Per Bleeping Computer, the ransomware was first discovered by cybersecurity researcher MalwareHunterTeam. After infecting a victim, Thanatos uses a new key for each file it encrypts, but doesn’t store the keys anywhere. As a result, it’s impossible for the ransomware’s developer to decrypt a victim’s files.

Those affected by Thanatos are advised not to pay the ransom. According to researchers, the only way to get rid of it is by brute forcing the encryption key for each file, meaning victims should contact cybersecurity firms for help.

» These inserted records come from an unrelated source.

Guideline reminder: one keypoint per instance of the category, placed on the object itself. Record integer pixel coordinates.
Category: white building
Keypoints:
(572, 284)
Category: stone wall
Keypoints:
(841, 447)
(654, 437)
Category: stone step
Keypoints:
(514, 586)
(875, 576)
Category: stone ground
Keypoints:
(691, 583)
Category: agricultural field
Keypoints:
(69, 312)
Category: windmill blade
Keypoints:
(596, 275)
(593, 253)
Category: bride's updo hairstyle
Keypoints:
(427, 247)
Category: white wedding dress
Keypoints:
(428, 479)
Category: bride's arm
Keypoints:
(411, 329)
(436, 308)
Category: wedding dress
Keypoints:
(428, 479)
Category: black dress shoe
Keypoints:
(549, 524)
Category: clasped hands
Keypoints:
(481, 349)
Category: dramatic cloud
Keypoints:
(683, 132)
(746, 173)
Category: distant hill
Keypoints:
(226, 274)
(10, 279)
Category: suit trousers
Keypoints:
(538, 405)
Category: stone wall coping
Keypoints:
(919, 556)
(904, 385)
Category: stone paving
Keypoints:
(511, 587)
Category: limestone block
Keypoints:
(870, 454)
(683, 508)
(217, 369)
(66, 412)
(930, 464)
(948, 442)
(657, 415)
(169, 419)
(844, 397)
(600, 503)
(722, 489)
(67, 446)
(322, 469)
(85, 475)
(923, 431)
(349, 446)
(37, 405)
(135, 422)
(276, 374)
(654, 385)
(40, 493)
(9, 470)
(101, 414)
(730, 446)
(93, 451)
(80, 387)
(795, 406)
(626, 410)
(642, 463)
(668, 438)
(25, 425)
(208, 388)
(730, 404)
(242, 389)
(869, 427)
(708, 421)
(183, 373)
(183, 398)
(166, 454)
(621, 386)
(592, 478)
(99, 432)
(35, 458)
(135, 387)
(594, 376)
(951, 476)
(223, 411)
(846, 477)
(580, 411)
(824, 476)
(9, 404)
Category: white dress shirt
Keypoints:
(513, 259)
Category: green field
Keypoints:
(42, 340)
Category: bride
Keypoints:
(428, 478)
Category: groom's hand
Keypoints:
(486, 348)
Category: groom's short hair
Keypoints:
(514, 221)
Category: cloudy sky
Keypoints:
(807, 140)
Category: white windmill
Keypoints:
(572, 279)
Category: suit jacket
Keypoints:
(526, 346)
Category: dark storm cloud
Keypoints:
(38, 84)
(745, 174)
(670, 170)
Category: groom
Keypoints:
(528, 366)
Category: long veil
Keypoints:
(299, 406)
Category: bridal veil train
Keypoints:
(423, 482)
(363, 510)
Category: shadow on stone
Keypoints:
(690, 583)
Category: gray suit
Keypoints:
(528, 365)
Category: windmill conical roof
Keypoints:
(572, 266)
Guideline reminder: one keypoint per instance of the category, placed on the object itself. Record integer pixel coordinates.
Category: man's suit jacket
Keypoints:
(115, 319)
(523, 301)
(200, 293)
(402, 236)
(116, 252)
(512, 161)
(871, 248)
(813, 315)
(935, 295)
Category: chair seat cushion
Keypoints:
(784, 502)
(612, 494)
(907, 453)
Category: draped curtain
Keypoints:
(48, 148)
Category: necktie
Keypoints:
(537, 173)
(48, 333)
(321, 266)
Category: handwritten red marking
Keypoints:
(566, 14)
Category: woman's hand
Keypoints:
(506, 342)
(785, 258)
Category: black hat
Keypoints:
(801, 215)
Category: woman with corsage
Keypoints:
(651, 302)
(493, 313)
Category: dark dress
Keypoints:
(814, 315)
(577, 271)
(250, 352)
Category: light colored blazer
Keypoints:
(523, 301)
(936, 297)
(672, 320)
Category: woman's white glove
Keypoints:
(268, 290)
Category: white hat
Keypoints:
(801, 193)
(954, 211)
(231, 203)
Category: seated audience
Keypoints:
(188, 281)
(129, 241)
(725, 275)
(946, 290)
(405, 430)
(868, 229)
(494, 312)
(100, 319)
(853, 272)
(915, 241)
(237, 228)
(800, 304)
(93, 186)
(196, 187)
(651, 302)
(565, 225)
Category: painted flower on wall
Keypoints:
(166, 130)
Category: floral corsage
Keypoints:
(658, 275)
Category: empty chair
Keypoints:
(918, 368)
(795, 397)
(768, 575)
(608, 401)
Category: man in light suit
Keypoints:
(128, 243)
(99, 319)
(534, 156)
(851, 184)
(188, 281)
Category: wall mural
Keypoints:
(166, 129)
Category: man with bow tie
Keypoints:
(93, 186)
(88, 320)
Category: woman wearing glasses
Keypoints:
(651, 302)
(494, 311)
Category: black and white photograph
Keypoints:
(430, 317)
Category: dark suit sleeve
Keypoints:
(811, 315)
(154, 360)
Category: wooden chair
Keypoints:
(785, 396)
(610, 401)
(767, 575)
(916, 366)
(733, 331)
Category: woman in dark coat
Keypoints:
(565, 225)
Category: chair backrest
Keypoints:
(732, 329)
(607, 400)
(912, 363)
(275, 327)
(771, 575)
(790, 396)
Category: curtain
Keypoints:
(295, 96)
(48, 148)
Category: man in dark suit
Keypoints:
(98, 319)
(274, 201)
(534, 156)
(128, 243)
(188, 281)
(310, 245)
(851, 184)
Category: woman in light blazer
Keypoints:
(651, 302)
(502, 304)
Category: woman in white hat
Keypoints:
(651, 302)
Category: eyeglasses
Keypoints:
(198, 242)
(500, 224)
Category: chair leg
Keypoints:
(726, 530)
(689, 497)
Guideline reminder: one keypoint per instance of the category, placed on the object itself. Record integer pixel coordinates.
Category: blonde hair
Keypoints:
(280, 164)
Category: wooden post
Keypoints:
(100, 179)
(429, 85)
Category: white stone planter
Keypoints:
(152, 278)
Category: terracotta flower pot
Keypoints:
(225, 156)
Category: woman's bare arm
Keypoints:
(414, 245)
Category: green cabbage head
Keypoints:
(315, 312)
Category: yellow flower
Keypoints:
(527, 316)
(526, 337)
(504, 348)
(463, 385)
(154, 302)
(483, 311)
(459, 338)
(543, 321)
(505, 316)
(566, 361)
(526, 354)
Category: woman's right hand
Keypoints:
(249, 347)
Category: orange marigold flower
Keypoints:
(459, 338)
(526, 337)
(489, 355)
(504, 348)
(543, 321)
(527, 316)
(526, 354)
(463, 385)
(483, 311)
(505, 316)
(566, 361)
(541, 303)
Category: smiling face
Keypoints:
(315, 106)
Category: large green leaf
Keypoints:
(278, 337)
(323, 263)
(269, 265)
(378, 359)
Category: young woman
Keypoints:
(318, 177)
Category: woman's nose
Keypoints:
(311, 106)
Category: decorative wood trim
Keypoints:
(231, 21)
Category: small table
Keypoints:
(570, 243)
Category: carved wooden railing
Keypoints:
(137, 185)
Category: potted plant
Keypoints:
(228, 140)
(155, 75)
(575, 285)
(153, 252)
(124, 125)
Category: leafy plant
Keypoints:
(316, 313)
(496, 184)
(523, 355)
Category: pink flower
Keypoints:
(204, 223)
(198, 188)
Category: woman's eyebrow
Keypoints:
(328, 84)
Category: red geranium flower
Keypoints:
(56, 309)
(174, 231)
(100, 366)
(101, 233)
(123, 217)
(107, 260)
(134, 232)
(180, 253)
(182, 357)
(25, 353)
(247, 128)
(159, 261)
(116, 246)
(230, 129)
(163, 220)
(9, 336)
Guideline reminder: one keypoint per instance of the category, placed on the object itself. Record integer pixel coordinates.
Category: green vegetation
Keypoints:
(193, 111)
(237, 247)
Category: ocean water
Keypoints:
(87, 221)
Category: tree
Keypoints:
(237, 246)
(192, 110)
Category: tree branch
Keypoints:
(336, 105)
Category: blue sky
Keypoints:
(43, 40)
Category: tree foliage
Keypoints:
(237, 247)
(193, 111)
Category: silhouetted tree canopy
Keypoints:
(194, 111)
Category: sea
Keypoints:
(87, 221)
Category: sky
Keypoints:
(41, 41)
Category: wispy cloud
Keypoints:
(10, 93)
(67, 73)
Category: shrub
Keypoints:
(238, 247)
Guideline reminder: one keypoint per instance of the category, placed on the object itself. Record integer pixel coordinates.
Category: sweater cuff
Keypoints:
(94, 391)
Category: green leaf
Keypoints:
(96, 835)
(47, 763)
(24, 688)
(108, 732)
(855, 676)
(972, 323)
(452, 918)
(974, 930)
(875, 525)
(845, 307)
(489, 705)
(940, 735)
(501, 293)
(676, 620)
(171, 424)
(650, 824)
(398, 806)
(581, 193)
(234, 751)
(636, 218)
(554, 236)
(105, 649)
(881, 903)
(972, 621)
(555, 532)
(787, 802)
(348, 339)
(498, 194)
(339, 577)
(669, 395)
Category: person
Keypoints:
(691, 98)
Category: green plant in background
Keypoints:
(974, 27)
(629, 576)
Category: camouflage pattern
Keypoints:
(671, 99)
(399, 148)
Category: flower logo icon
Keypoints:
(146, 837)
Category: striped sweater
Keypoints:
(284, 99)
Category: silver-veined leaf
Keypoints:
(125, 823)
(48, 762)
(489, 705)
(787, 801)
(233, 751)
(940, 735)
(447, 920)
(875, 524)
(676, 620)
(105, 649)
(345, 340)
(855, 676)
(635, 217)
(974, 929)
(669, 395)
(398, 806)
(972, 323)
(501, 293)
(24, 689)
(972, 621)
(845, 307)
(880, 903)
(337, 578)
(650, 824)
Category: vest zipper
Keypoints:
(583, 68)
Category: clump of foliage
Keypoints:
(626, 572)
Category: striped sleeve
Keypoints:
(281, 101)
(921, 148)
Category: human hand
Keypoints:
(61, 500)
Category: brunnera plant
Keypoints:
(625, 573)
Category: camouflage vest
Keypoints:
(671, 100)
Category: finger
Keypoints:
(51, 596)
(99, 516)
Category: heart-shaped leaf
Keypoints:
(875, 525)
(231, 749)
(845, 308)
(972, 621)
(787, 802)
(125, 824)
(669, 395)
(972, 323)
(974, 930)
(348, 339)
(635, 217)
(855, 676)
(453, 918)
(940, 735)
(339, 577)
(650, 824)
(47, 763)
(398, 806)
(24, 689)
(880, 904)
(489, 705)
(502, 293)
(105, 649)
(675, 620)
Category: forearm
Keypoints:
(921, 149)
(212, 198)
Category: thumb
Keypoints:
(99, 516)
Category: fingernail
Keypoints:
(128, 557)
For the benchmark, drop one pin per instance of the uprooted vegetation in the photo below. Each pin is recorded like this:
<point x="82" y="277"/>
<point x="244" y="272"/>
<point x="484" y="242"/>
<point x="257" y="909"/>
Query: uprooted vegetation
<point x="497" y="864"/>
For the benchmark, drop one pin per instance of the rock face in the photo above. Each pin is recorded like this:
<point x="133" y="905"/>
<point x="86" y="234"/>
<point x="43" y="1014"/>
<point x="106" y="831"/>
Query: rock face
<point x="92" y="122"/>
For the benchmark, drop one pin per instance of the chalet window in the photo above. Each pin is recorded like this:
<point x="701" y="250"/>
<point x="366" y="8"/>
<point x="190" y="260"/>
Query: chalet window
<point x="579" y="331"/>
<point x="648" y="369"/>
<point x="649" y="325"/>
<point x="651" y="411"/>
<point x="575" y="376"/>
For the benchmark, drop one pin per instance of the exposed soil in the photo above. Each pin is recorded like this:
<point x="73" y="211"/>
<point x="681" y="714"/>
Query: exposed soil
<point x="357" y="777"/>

Thanatos is notably the first ransomware strain to accept Bitcoin Cash for payments, along with Bitcoin and Ethereum. After a user is infected, a readme.txt file opens up, telling them to send the equivalent of $200 to a BTC, ETH, or BCH wallet. Bleeping Computer’s report reads:

“This ransom note contains instructions to send a $200 USD ransom payment to one of the listed Bitcoin, Ethereum, or Bitcoin Cash addresses. The user is then instructed to contact thanatos1.1 @ yandex.com with their unique victim ID in order to receive a decryption program.”

At the end of the note, the extortionists try to coerce victims into paying by implying no one can help. It reads that files can only be decrypted by the ransomware’s authors, although researchers pointed out even they can’t do it.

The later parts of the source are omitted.